You’ve probably seen this word before somewhere. Tell me what word you expect to see come right after it.
Odds are pretty good you’re thinking of sex. Tantric sex is this word’s most common collocation in English. The second-most-common is Tantric yoga.
So now tell me what you know about Tantric – or about Tantra, which is what Tantric is an adjectival form of. What images do you have? Perhaps teal polyarticulated deities intricately entwined – or some concupiscent sadhu and his tan trick – performing a kind of contortionist coitus, with nimbi concentric around their entangled genitalia? Some wild Kama Sutra thing involving incense, curtains, beads, chanting? A climax that lasts an uncertain eternity?

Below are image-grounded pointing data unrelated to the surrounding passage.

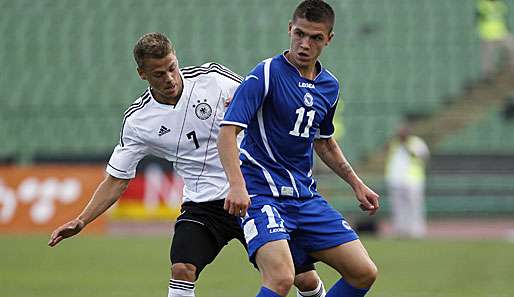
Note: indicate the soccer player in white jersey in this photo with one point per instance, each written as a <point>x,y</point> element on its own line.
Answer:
<point>286,106</point>
<point>177,118</point>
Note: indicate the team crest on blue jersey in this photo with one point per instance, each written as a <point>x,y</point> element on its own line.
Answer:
<point>308,99</point>
<point>202,109</point>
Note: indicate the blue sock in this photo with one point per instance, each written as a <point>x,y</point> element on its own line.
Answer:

Well. Those sorts of antics are not exactly the point. Images of throes of passion notwithstanding, Tantra is not a plural of Tantrum. It’s the Sanskrit word for “loom” (as in weaving) and by extension for “system” or “doctrine”.
Tantra is an approach that is found in several religions that have arisen from the Indian subcontinental area, most notably Hinduism and Buddhism. And the approach does not aim at ultimate physical fulfillment; rather, the physical energies are used as the means of their own transcendence. It is like a martial (or marital?) art, wherein one does not simply push force against force but rather uses the opposing force to one’s own ends.

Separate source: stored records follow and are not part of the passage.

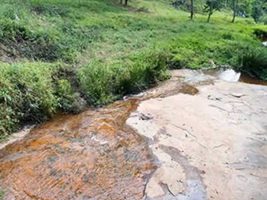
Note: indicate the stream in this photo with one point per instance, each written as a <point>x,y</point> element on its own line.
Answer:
<point>193,137</point>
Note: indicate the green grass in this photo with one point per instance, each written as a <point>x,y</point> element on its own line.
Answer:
<point>1,194</point>
<point>56,54</point>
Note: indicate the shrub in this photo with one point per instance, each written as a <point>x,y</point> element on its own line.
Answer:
<point>103,83</point>
<point>253,61</point>
<point>32,92</point>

Let me quote from Harold Coward, one of my professors at the University of Calgary (from his book Jung and Eastern Thought):
In contrast to the approach of the Sankhya-Yoga system of Patañjali, in which the aim is to circumvent and crush the passions within, the Tantric hero (víra) goes directly through the sphere of the passions to the spiritual goal. This is accomplished not by indulging in the passions, as one might be led to think, but rather by shifting attention from the object of passion to the inner energy of passion – without trying either to prolong or suppress the energy. Rather than being puritanically avoided, the passions themselves are used as the very means (sádhana) by which self-realization may be achieved. . . . The Tantric hero triumphs by way of the passions themselves, riding them the way a cowboy rides a wild bronco to obedience.
I recall one class in which Dr. Coward recalled with relish breaking the news to a colleague who had a statuette of a Tantric sexual position. “You know, it’s not about the sex…”
Of course Tantra has to do with much more, and other, than sex; indeed, for the most part, actual sexual activity is not even part of the practice – it is more a metaphor for divine mystical union. Tantra is a spiritual and ritual practice. But the racier mystical connotations of the word are entangled in its English usage patterns, and the related concept of kundalini – also generally poorly understood but rather wild-sounding – adds to it. And the mixture of crispness and liquidity and warm nasal /n/ of the word, with its various echoes and overtones – explored above – can certainly play into that.
But the point is to get beyond the word: use it, enjoy it, taste it, feel it, read it, but let its curling type be the trebuchet that launches you beyond.